5. Learn to live with ‘good enough.’ Senior executives are typically a risk-averse group. Traditional product-development models emphasize multiple check-ins at various stages of development—a time-intensive but comprehensive way to ensure that products include all the desired features and don’t contain bugs and other flaws. By contrast, agile development emphasizes a test-and-learn approach—for instance, releasing a minimally viable product that delivers value to end users in the short term but is expected to change on the fly.

In this case, chief information officers may need to help senior business executives come to terms with the release of a good-enough product by redefining their expectations and thresholds for risk.

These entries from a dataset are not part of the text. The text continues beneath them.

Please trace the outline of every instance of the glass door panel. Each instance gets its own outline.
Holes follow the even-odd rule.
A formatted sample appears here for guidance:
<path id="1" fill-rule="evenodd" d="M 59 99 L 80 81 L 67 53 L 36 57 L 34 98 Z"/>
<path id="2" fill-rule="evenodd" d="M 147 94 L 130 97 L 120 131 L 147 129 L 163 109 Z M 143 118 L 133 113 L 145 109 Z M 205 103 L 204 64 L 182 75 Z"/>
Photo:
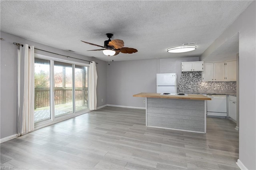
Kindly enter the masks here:
<path id="1" fill-rule="evenodd" d="M 54 115 L 74 113 L 72 64 L 54 62 Z"/>
<path id="2" fill-rule="evenodd" d="M 88 67 L 75 66 L 76 111 L 88 109 Z"/>
<path id="3" fill-rule="evenodd" d="M 34 122 L 50 119 L 50 61 L 35 58 Z"/>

A CIO could, for example, highlight agile success stories—instances where a company released a good-enough product, shifted strategy midstream in response to feedback, and ultimately delivered a winning solution. In addition, the CIO can be open about accepting minimally viable releases refined by IT line managers—prompting similar behavior across the company. And at least initially, technology leaders could press for time-to-market schedules that give the business units no option but to pursue good-enough products.

The CIO should also help senior business leaders understand that even under a good-enough approach, agile teams will not deliver everything immediately. The process is actually more rigorous than most executives can see. Agile teams must work exhaustively to collect feedback to determine what’s working, what’s not, and how to make incremental improvements that will enhance the product or the customer’s experiences with it. And they must repeat this process over and over again.

6. Broaden the mandate. As scrum teams ramp up their performance and experience, they will inevitably bump up against slower teams and processes elsewhere in the organization. These slower teams, such as high-volume sales organizations, use more traditional, rigid work processes. To maximize the impact of agile methods, senior leadership must consider ways to transfer lessons from agile teams to different areas of the company. Working with the CIO and other technology professionals, senior business executives can identify the processes and products that are most critical for delivering business value to customers and consider which agile principles would help to speed things up (see the sidebar “Making the case for agile”).

An operating model for company-wide agile development

An operating model for company-wide agile development

Closing the gap

Agile requires a commitment of time and attention, which can be jarring to business leaders already juggling many priorities. But with some guidance from CIOs and other technology professionals in the IT organization, senior business executives may gain a more digestible view of the shift from traditional to agile development processes. Senior business leaders will better understand the technical terms associated with agile, and can help identify the technologies and skill sets required to operate successfully under an agile model. Perhaps even more important, business executives can turn anecdotal evidence into hard metrics reflecting the ways agile work flows create positive business outcomes—for instance, a more engaging customer experience, streamlined internal processes, and a thriving, collaborative corporate culture.

There should be no order givers or takers, no “us versus them” dynamic between the business units and the IT organization. There should be just one team, building innovative software that transforms the work of those who use it and enables ever-closer connections to customers and business partners.